JJ Nkelsey............Same as J.J. I think I may have been across something like that on my way to Seattle, Wa. I was in partners yr's. ago with a bud and we owned 3 rigs. pulling Dbls. up the coast. 
Thats a great idea and sure is nice looking Bridge.. 
Not sure for a Modular lift bridge for people waiting for it to raise to get thru tho.. Most people are in a hurry toget in to the layout .. Least that was the way when we were in a Ho club modular layout. They just wanted a quick way like a flip up bridge to get through. But love the Idea and sure looks real.

J.J. Ok.... Being we been working on Bridges....... Were can we put something like that on our layouts??? ha ha ha .. Kind of wish i did something like that insead of the swing bridge and have less head akes on alignment. 
That one neat idea he has.


----------



## Nicholas Savatgy (Dec 17, 2008)

Nice job Nick,

Any close up pictures or construction notes ?


----------



## nkelsey (Jan 4, 2008)

The bridge was designed by Emeric Bakacs of WW Metal Fab in Milwaukie, OR, and his Company also did the laser cutting, bending and paint. 

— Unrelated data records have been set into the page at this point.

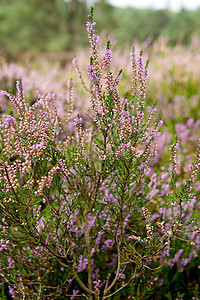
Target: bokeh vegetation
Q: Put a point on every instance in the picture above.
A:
(171, 41)
(58, 25)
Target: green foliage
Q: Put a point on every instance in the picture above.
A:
(57, 25)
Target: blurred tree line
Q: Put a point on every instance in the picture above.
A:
(59, 25)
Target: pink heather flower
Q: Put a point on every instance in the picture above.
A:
(77, 121)
(9, 121)
(74, 62)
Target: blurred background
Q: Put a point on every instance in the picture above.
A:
(59, 25)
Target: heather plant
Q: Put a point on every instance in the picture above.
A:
(89, 213)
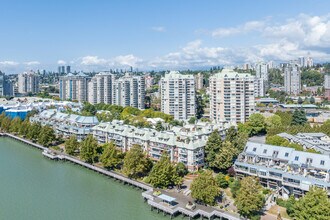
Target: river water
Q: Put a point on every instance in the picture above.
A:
(33, 187)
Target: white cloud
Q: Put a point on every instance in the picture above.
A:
(193, 55)
(8, 63)
(32, 63)
(127, 60)
(159, 29)
(92, 60)
(306, 30)
(245, 28)
(61, 62)
(121, 61)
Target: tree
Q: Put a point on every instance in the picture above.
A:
(249, 200)
(315, 205)
(5, 124)
(298, 117)
(88, 109)
(46, 136)
(159, 126)
(71, 145)
(286, 117)
(15, 125)
(136, 164)
(88, 149)
(111, 157)
(33, 131)
(192, 120)
(325, 128)
(312, 100)
(25, 127)
(181, 169)
(163, 173)
(212, 147)
(204, 188)
(257, 123)
(222, 180)
(231, 134)
(225, 157)
(276, 140)
(273, 121)
(234, 187)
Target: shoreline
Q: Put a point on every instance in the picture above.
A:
(147, 189)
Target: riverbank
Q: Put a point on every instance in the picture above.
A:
(153, 201)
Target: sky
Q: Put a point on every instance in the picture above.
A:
(95, 35)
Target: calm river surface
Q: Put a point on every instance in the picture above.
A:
(33, 187)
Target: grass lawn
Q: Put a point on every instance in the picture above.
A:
(275, 208)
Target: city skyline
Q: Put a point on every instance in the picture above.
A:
(148, 35)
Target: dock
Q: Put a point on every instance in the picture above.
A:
(179, 208)
(153, 201)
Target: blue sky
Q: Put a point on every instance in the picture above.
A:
(171, 34)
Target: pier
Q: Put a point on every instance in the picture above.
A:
(155, 203)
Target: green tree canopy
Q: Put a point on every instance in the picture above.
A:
(212, 148)
(225, 157)
(181, 169)
(71, 145)
(299, 117)
(249, 200)
(88, 149)
(34, 131)
(163, 173)
(204, 188)
(315, 205)
(222, 181)
(159, 126)
(15, 125)
(25, 127)
(136, 164)
(257, 123)
(273, 121)
(192, 120)
(111, 156)
(5, 124)
(46, 136)
(286, 117)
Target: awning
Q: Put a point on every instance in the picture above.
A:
(166, 198)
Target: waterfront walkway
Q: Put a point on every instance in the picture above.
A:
(153, 201)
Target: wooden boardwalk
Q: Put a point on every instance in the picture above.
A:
(204, 212)
(147, 194)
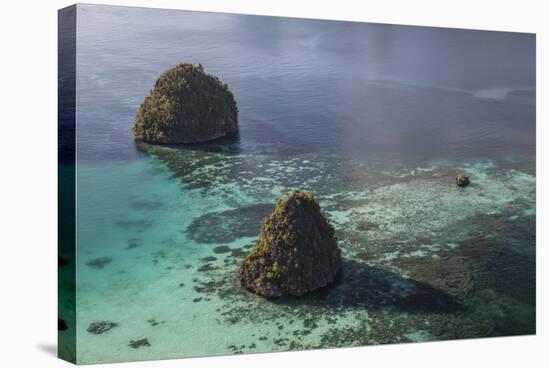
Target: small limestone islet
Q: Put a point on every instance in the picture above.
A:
(185, 106)
(296, 252)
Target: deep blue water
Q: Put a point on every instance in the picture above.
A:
(376, 119)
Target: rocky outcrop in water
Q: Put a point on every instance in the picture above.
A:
(98, 328)
(462, 180)
(61, 325)
(186, 105)
(296, 252)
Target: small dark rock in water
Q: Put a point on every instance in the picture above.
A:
(462, 180)
(366, 226)
(222, 249)
(296, 252)
(132, 246)
(153, 322)
(99, 262)
(139, 343)
(61, 261)
(101, 327)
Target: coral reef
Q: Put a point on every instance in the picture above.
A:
(462, 180)
(186, 105)
(139, 343)
(296, 252)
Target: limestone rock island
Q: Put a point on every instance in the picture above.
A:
(296, 252)
(186, 105)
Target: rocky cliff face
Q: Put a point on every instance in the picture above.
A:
(186, 105)
(296, 251)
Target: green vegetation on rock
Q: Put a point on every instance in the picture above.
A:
(296, 252)
(186, 105)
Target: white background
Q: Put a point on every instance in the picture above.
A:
(28, 186)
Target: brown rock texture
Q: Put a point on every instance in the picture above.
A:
(186, 105)
(296, 252)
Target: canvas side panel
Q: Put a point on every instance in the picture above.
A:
(66, 151)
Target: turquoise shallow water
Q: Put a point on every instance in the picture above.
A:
(334, 108)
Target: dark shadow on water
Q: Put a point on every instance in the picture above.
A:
(50, 349)
(227, 226)
(360, 286)
(229, 145)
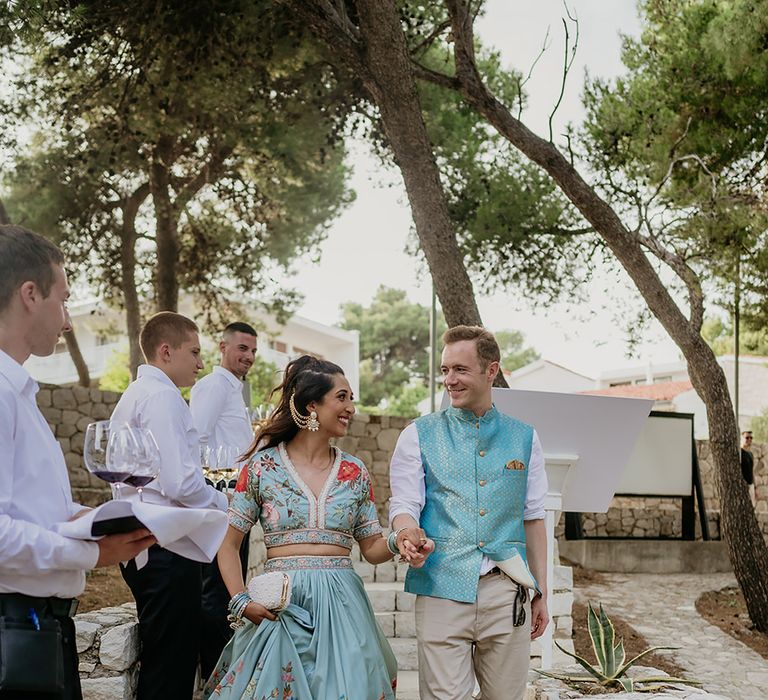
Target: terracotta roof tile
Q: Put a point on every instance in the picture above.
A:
(664, 391)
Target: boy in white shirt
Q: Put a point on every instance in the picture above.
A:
(40, 571)
(168, 588)
(221, 418)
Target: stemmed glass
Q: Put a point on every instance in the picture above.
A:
(223, 462)
(133, 457)
(95, 454)
(259, 414)
(147, 466)
(206, 451)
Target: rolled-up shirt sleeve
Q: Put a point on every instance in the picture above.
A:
(180, 475)
(206, 404)
(406, 475)
(536, 490)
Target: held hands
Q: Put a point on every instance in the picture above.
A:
(414, 546)
(123, 547)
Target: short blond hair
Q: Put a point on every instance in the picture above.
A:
(165, 327)
(485, 342)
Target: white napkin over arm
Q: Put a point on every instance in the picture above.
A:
(194, 533)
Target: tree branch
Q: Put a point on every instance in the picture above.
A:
(434, 34)
(567, 63)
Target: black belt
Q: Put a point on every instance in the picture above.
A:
(19, 605)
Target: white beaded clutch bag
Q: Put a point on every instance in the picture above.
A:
(272, 590)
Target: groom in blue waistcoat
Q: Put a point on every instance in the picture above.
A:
(473, 479)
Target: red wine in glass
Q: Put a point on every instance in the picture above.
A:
(113, 477)
(137, 481)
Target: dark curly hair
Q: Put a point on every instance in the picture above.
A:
(311, 379)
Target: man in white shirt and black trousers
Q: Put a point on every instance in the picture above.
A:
(41, 572)
(168, 588)
(221, 418)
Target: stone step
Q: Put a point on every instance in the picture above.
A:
(405, 652)
(408, 685)
(389, 597)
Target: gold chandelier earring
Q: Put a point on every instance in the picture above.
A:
(309, 422)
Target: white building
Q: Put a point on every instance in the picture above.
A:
(100, 333)
(667, 384)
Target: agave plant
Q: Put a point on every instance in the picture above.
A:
(612, 666)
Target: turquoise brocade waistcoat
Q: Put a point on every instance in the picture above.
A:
(475, 476)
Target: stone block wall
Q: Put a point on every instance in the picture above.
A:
(108, 646)
(68, 411)
(373, 440)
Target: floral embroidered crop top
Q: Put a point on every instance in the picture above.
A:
(270, 490)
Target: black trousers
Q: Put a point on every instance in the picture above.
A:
(16, 607)
(168, 594)
(215, 629)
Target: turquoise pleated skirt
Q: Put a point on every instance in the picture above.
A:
(326, 645)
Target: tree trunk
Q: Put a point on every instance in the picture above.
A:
(84, 376)
(128, 275)
(746, 545)
(391, 84)
(166, 229)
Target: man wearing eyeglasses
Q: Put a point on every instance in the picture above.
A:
(748, 464)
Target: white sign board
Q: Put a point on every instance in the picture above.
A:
(660, 464)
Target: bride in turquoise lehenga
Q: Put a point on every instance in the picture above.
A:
(313, 502)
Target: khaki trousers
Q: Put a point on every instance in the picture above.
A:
(460, 641)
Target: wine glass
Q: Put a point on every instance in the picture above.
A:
(207, 454)
(95, 454)
(133, 456)
(224, 463)
(147, 466)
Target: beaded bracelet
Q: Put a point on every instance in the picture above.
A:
(392, 541)
(236, 607)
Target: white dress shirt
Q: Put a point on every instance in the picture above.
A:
(406, 474)
(219, 411)
(153, 401)
(34, 495)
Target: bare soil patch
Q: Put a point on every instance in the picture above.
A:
(727, 610)
(634, 642)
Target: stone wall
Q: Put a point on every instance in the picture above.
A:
(373, 439)
(68, 411)
(108, 647)
(661, 517)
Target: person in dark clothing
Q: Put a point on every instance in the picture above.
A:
(748, 463)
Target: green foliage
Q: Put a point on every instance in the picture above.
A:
(263, 376)
(517, 229)
(680, 142)
(406, 402)
(610, 657)
(759, 427)
(719, 335)
(394, 343)
(513, 353)
(117, 375)
(219, 117)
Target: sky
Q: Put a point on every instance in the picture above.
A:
(365, 247)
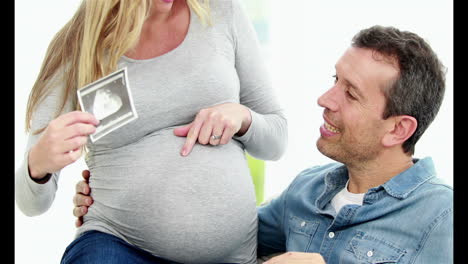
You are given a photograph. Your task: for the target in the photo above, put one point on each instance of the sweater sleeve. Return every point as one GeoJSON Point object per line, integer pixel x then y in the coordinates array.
{"type": "Point", "coordinates": [31, 197]}
{"type": "Point", "coordinates": [266, 137]}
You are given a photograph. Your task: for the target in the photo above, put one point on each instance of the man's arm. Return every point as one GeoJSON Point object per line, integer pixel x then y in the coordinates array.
{"type": "Point", "coordinates": [437, 246]}
{"type": "Point", "coordinates": [271, 235]}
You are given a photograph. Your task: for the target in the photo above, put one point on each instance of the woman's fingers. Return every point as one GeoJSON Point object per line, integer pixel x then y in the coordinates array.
{"type": "Point", "coordinates": [80, 200]}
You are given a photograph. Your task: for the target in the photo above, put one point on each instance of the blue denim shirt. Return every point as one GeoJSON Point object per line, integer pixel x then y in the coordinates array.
{"type": "Point", "coordinates": [409, 219]}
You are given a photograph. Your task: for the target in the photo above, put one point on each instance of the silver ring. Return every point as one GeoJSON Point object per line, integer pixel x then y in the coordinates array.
{"type": "Point", "coordinates": [214, 137]}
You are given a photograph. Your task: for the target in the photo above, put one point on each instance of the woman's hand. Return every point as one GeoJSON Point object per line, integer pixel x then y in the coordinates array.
{"type": "Point", "coordinates": [215, 125]}
{"type": "Point", "coordinates": [60, 143]}
{"type": "Point", "coordinates": [82, 199]}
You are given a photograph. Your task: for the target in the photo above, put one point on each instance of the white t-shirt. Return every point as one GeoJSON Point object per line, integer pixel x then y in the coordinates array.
{"type": "Point", "coordinates": [344, 197]}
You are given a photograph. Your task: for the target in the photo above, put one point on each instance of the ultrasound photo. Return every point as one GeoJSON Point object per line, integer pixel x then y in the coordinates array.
{"type": "Point", "coordinates": [110, 100]}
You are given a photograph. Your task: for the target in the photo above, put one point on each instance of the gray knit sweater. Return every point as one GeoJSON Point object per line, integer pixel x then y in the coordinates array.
{"type": "Point", "coordinates": [194, 209]}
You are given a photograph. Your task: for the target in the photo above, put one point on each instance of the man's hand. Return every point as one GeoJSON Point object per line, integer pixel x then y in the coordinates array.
{"type": "Point", "coordinates": [82, 198]}
{"type": "Point", "coordinates": [297, 257]}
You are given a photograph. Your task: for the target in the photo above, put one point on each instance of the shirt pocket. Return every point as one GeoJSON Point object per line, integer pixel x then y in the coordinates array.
{"type": "Point", "coordinates": [300, 234]}
{"type": "Point", "coordinates": [368, 249]}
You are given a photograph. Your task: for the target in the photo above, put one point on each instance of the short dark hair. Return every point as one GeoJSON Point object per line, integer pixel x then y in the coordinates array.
{"type": "Point", "coordinates": [419, 89]}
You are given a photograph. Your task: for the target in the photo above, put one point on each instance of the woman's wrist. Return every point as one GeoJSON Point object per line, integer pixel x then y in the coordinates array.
{"type": "Point", "coordinates": [246, 121]}
{"type": "Point", "coordinates": [34, 172]}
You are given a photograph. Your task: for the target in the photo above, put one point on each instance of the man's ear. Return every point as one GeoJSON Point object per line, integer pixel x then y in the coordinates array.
{"type": "Point", "coordinates": [401, 128]}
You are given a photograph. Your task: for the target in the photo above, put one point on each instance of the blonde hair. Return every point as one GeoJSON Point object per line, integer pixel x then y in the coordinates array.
{"type": "Point", "coordinates": [90, 45]}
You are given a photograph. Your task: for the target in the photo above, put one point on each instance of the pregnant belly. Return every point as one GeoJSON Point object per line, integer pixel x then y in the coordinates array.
{"type": "Point", "coordinates": [193, 209]}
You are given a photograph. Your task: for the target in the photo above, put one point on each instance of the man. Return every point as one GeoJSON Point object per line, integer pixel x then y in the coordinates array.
{"type": "Point", "coordinates": [377, 204]}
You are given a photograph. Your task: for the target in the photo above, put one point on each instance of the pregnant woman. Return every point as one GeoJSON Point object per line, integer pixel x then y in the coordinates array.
{"type": "Point", "coordinates": [174, 184]}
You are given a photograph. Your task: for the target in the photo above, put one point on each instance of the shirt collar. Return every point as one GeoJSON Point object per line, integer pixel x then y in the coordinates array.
{"type": "Point", "coordinates": [401, 185]}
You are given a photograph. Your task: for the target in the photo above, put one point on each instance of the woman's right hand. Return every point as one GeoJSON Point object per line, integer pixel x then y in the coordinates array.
{"type": "Point", "coordinates": [82, 198]}
{"type": "Point", "coordinates": [60, 143]}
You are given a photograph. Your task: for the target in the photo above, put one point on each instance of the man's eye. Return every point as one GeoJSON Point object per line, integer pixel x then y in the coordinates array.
{"type": "Point", "coordinates": [335, 77]}
{"type": "Point", "coordinates": [350, 95]}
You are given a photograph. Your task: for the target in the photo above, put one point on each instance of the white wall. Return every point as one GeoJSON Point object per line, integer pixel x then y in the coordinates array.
{"type": "Point", "coordinates": [307, 38]}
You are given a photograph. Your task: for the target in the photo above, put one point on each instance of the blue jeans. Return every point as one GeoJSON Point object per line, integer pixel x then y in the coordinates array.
{"type": "Point", "coordinates": [101, 248]}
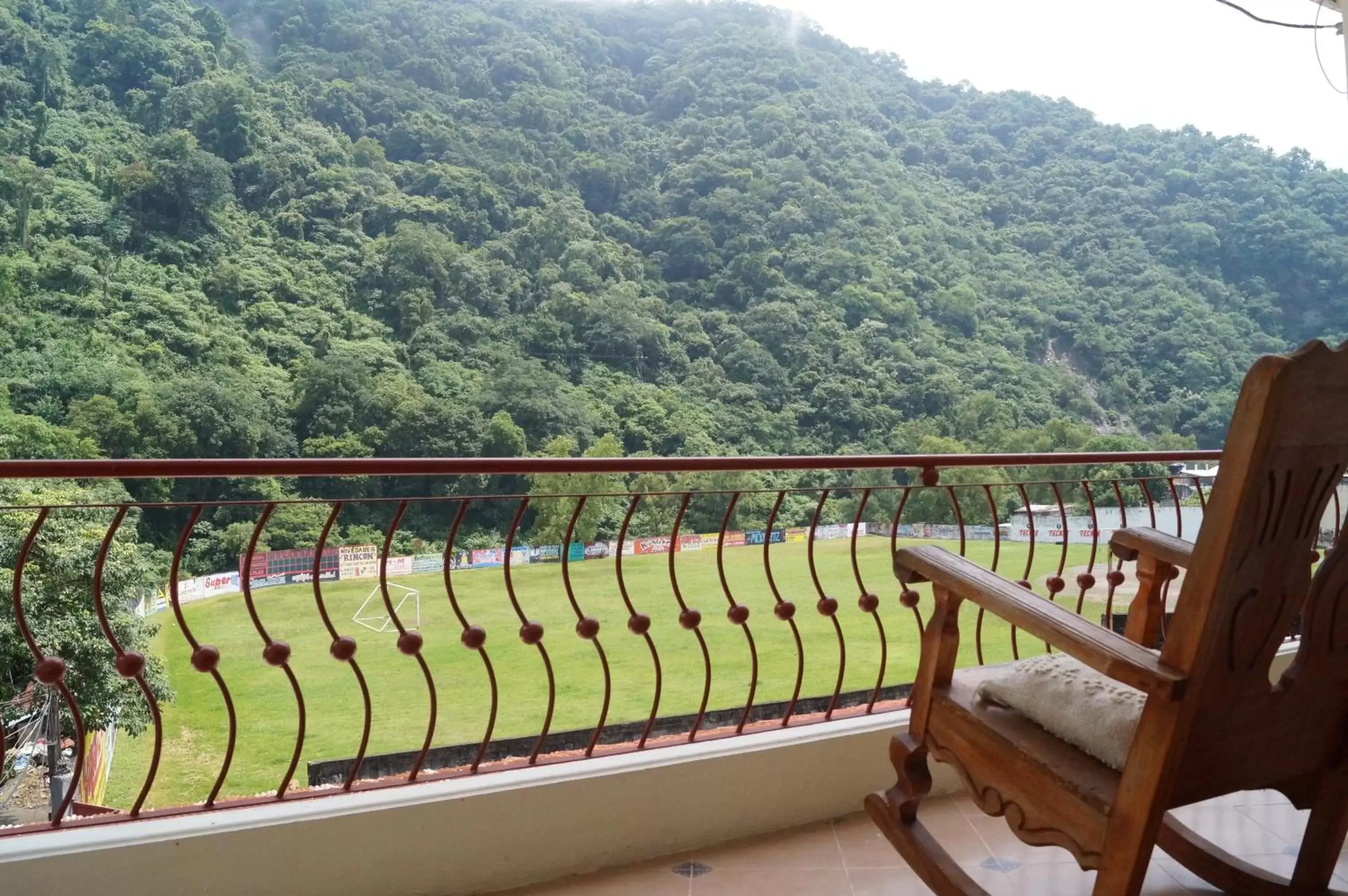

We spent about 24 hours so far assembling and fitting and working on the cable drive. The lift span itself weighs about 80# and its aluminum. It is built heavy for strength and resiliance when being moved to shows, etc. Lift is a power car seat motor on the center top span pulling cables from each end of the lift span. We wanted originally to have just the two towers, but the drive complexity and stability of the towers caused us to use the top span. 


Our modules are 38 inches above the floor and the design was to give us an additional 28 inches of lift so we can duck and walk under. We will not have it finsihed for the Great Train Expo this coming weekend (19 and 20th) as we have signals and navigation lights that need to be installed. It is double track, sized to accommodate 1:20.3, including the K27

So if you are near Portland this weekend, stop by the Metro Expo Center and see the bridge.


----------



## nkelsey (Jan 4, 2008)

As requested, some pictures










Working on a tower 











Working on the lift motor and cable 











Okay, now to attach some modules


----------



## vsmith (Jan 2, 2008)

WOW!


----------



## John J (Dec 29, 2007)

Posted By noelw on 13 Feb 2011 12:12 PM 
Posted By John J on 13 Feb 2011 09:31 AM 
I think I remeber that bridge from when I lived in Portland. I think it is a double deck bridge. Auto trafic and light rail on top and rail road on the bottom. You did a great job at repoducing the bridge. 
If that is for you clubs modular layout it will be one of a kind. 

JJ Nkelsey............Same as J.J. I think I may have been across something like that on my way to Seattle, Wa. I was in partners yr's. ago with a bud and we owned 3 rigs. pulling Dbls. up the coast. 
Thats a great idea and sure is nice looking Bridge.. 
Not sure for a Modular lift bridge for people waiting for it to raise to get thru tho.. Most people are in a hurry toget in to the layout .. Least that was the way when we were in a Ho club modular layout. They just wanted a quick way like a flip up bridge to get through. But love the Idea and sure looks real.

J.J. Ok.... Being we been working on Bridges....... Were can we put something like that on our layouts??? ha ha ha .. Kind of wish i did something like that insead of the swing bridge and have less head akes on alignment. 
That one neat idea he has.








Hard to fit a bridge like that when you are in the desert. I would try it if I lived some where else.

It really looks nice


----------



## NTCGRR (Jan 2, 2008)

I was watching the video, 1/2 hour later and bunch of other videos ,I'm back. I


----------



## nkelsey (Jan 4, 2008)

The local media showed up both Saturday and Sunday. The write up in the Oregonian newspaper website was a nice boost for the hobby. The "Gary Lee" quoted is our immediate Past President. It also has a video of our modular display and the lift bridge with an interview with our Events and Education Chair, Tom Gaps. 

Oregonlive.com Video link about half way down


----------



## dieseldude (Apr 21, 2009)

Wow! Thats amazing. Nice work!


----------